EM UK: New Parliament must challenge Brexit
At an event yesterday at Europe House in London, run by the London branch of the European Movement UK, London4Europe, Stephen Dorrell, chair of the European Movement and former cabinet minister, gave the keynote address – see below.
“The General Election result means that Parliament will be the arbiter in the Brexit negotiations.
“And voters will look to Parliament to apply a simple test to every decision made by ministers – does this proposal serve our national interest?
“This question must be asked insistently, independently and assertively.
“We cannot accept the mantra which says, ‘I regret the outcome of the referendum, but we have to make the best of it’. It is simply an excuse for accepting second best; for collusion in a pretence.
“Nor is enough to say that both major parties in the General Election accepted the result of the EU referendum.
“We all know that the EU referendum was silent about the shape of Brexit, and the two major parties offered widely disparate versions in the General Election, neither of which commanded a majority of either votes of seats.
“Against this background it is offensive to call for people to ‘rally round’ and support ministers. On the contrary, those of us who agree with John Major that Brexit of any sort would be “an historic mistake” must maintain the pressure on MPs and peers to challenge ministers to show how Brexit serves Britain’s national interest.
“We all know that the Brexit negotiations could lead to a fundamental change in Britain’s place in the world.

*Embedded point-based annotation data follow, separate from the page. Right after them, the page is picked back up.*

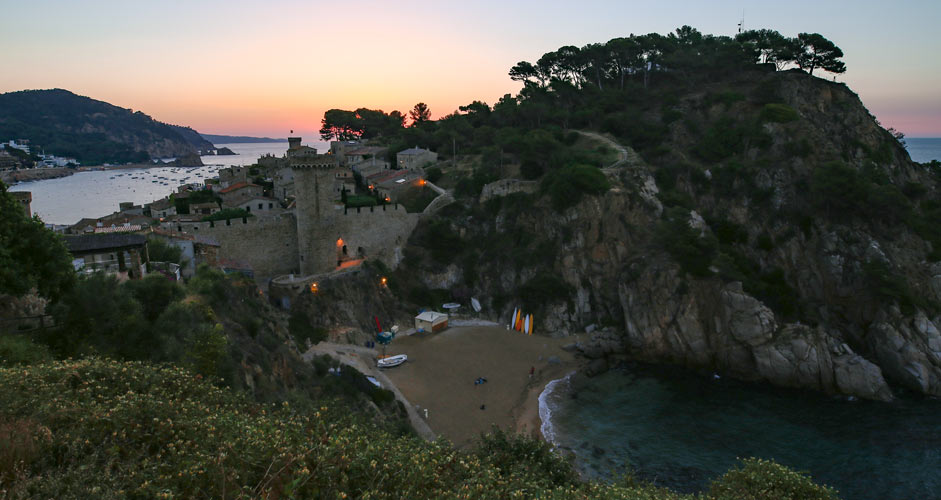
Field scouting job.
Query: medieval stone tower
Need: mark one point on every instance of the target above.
(315, 179)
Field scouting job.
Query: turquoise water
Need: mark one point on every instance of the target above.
(681, 430)
(923, 149)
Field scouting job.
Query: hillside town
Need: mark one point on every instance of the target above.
(284, 220)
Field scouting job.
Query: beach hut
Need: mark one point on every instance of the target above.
(431, 321)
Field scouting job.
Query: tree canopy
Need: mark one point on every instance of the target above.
(420, 113)
(363, 123)
(814, 51)
(31, 256)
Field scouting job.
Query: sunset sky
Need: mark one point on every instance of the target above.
(263, 68)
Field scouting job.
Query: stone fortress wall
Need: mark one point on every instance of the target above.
(318, 234)
(268, 244)
(377, 232)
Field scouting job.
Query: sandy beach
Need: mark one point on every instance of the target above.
(442, 368)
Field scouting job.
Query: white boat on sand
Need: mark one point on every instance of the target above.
(391, 361)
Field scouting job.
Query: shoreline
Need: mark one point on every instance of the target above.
(528, 413)
(443, 370)
(14, 177)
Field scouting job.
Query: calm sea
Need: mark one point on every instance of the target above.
(923, 149)
(682, 430)
(95, 194)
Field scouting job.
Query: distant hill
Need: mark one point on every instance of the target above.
(194, 138)
(238, 139)
(94, 132)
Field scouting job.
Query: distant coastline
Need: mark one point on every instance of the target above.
(238, 139)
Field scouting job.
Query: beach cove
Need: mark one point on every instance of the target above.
(442, 369)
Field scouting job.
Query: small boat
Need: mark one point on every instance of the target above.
(391, 361)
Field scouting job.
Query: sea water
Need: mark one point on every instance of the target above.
(97, 193)
(923, 149)
(681, 430)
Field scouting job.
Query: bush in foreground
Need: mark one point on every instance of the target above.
(96, 428)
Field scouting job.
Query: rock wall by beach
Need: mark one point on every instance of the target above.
(830, 325)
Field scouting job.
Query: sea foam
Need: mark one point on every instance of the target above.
(546, 407)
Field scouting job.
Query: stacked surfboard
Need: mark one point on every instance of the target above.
(522, 322)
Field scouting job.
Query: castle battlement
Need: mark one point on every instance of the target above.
(394, 208)
(221, 225)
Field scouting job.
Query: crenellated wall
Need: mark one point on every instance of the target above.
(268, 244)
(376, 232)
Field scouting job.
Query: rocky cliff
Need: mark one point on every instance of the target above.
(778, 234)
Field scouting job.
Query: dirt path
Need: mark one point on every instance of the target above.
(626, 155)
(363, 360)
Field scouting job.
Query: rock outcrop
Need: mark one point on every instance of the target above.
(823, 302)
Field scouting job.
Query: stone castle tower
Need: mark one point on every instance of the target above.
(315, 180)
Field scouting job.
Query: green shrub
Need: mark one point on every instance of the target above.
(778, 113)
(722, 140)
(692, 250)
(801, 148)
(726, 231)
(155, 293)
(157, 431)
(765, 242)
(360, 200)
(16, 349)
(300, 328)
(433, 174)
(159, 250)
(758, 479)
(513, 454)
(889, 285)
(565, 186)
(726, 97)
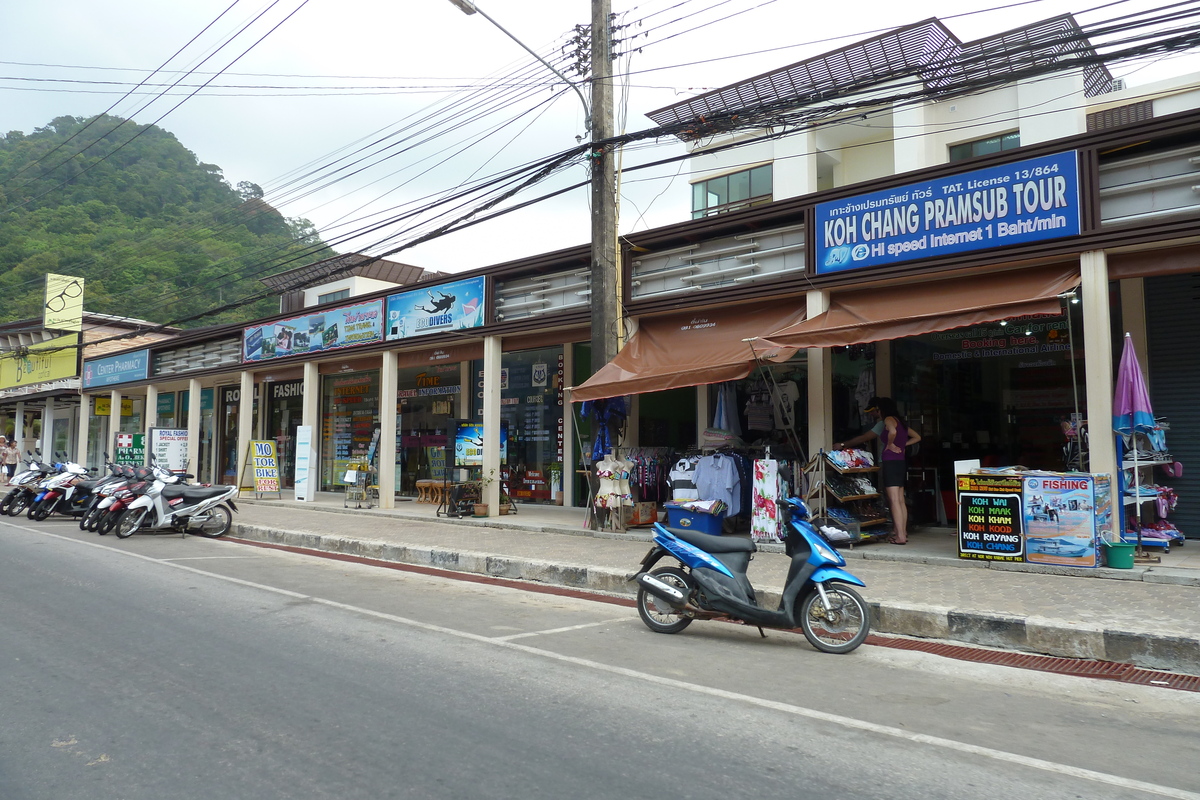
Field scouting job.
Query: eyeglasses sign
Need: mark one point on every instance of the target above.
(64, 302)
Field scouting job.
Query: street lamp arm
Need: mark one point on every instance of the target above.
(469, 7)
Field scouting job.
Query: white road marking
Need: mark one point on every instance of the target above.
(587, 663)
(561, 630)
(211, 558)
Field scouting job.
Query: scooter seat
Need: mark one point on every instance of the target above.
(193, 493)
(711, 543)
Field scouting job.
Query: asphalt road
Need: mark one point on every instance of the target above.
(162, 667)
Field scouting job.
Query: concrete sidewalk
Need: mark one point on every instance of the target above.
(1149, 617)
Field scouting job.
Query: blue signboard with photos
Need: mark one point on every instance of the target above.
(447, 307)
(328, 330)
(1029, 200)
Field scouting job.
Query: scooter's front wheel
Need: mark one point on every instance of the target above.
(130, 521)
(42, 510)
(217, 522)
(658, 614)
(18, 504)
(840, 627)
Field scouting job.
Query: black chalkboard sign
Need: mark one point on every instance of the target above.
(990, 518)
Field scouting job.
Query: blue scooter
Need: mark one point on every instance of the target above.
(711, 583)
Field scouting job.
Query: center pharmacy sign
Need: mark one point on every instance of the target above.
(1013, 204)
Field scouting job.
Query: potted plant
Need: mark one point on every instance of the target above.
(481, 507)
(556, 481)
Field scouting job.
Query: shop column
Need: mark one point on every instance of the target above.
(1098, 362)
(820, 383)
(387, 451)
(48, 426)
(193, 427)
(310, 416)
(18, 428)
(492, 423)
(245, 422)
(114, 421)
(82, 433)
(151, 416)
(570, 458)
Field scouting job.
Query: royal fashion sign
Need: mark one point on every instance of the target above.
(1014, 204)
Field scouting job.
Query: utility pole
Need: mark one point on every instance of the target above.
(605, 275)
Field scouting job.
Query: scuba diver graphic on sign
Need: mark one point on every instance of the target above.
(441, 305)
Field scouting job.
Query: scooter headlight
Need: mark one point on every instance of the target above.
(828, 553)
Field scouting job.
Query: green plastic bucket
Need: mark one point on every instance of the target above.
(1119, 555)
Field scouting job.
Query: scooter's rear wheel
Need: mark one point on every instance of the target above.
(217, 522)
(18, 504)
(658, 614)
(108, 519)
(839, 629)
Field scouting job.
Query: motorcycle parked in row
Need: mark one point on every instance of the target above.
(19, 480)
(31, 485)
(711, 583)
(118, 476)
(58, 492)
(138, 480)
(168, 505)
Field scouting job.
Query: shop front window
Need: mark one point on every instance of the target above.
(228, 444)
(996, 392)
(532, 408)
(426, 402)
(283, 414)
(204, 469)
(349, 417)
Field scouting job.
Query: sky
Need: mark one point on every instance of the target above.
(312, 86)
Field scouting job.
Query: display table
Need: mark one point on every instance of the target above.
(432, 489)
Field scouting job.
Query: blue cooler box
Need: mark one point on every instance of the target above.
(703, 523)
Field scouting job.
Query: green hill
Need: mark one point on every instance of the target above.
(157, 234)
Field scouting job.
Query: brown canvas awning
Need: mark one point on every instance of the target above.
(702, 347)
(900, 311)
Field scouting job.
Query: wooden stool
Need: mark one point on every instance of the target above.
(429, 491)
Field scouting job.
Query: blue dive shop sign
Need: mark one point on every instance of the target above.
(1014, 204)
(117, 370)
(448, 307)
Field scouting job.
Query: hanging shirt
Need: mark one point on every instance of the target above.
(717, 479)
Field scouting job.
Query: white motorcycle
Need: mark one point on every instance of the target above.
(184, 507)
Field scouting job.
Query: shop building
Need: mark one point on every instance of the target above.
(40, 382)
(988, 344)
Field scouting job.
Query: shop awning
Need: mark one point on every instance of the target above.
(898, 312)
(690, 349)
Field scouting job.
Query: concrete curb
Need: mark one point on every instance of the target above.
(1027, 635)
(1145, 573)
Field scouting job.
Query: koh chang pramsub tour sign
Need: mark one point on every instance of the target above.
(447, 307)
(1013, 204)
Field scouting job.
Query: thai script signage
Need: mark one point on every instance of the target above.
(328, 330)
(447, 307)
(1014, 204)
(117, 370)
(990, 518)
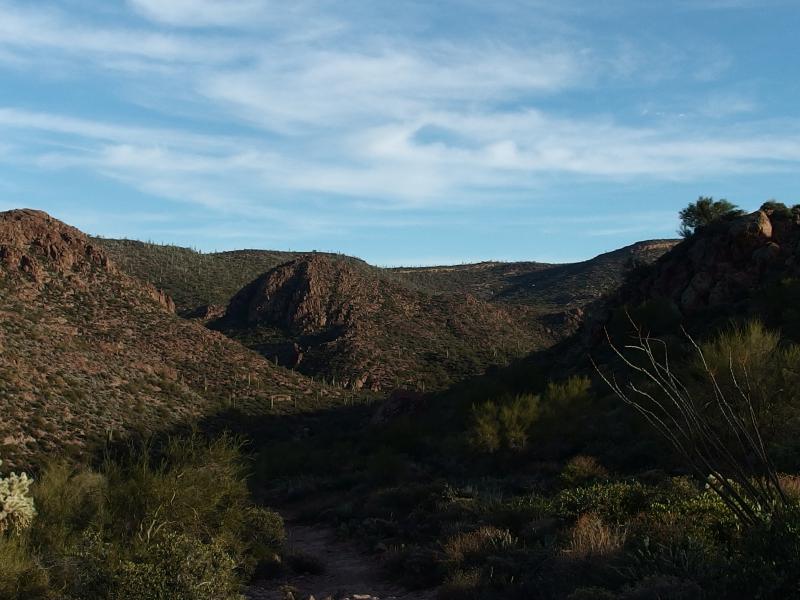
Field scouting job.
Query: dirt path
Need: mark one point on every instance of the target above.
(349, 573)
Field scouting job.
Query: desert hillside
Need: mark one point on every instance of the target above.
(345, 321)
(88, 352)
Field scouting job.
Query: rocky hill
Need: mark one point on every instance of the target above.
(545, 286)
(197, 281)
(734, 268)
(87, 352)
(347, 322)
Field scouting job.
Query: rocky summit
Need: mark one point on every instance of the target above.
(343, 320)
(89, 353)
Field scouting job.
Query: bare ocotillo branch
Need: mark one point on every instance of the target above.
(719, 437)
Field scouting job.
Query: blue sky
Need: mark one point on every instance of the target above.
(404, 132)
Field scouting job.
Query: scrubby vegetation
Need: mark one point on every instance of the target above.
(555, 489)
(704, 212)
(174, 522)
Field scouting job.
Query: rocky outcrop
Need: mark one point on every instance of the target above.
(31, 241)
(355, 326)
(37, 247)
(723, 263)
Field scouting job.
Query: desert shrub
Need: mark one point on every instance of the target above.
(766, 564)
(592, 593)
(303, 563)
(16, 503)
(70, 500)
(657, 316)
(778, 209)
(505, 424)
(563, 406)
(177, 567)
(472, 546)
(590, 537)
(194, 487)
(463, 584)
(485, 433)
(22, 577)
(173, 523)
(703, 212)
(582, 469)
(612, 501)
(664, 586)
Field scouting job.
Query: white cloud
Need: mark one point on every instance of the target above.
(28, 31)
(190, 13)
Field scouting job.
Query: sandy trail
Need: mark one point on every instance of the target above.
(349, 572)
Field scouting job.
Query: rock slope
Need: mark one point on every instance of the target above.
(88, 352)
(344, 320)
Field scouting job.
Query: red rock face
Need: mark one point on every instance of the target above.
(343, 320)
(31, 239)
(36, 246)
(723, 263)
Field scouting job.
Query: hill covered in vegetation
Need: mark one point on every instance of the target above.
(88, 353)
(668, 470)
(345, 321)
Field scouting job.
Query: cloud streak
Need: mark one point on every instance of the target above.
(292, 113)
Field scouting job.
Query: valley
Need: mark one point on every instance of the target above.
(437, 432)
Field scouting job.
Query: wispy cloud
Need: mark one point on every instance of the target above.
(318, 115)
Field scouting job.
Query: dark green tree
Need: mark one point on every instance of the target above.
(705, 211)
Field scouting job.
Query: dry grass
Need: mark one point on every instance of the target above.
(592, 538)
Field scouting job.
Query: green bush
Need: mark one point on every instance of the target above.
(175, 523)
(505, 424)
(704, 212)
(22, 577)
(582, 469)
(177, 567)
(614, 501)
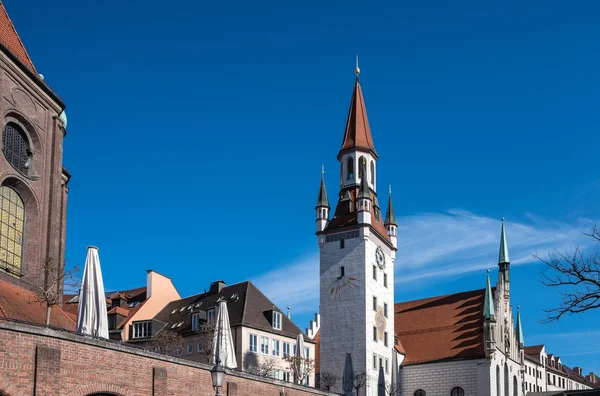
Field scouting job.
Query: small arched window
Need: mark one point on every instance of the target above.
(12, 222)
(15, 147)
(362, 166)
(497, 380)
(506, 380)
(457, 391)
(350, 168)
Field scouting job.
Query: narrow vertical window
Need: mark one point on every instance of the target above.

They challenge relationships and principles for which Britain has been a champion for over 70 years under Labour and Conservative administrations. We have a right to know what ministers propose, in our name, should be put in their place.
“It is a mammoth undertaking and it has not started well.
“Democracy is a process, not an event. It requires vigorous public discussion and it requires government to account for its decisions as they are made.
“That principle has never been more important than it is now.”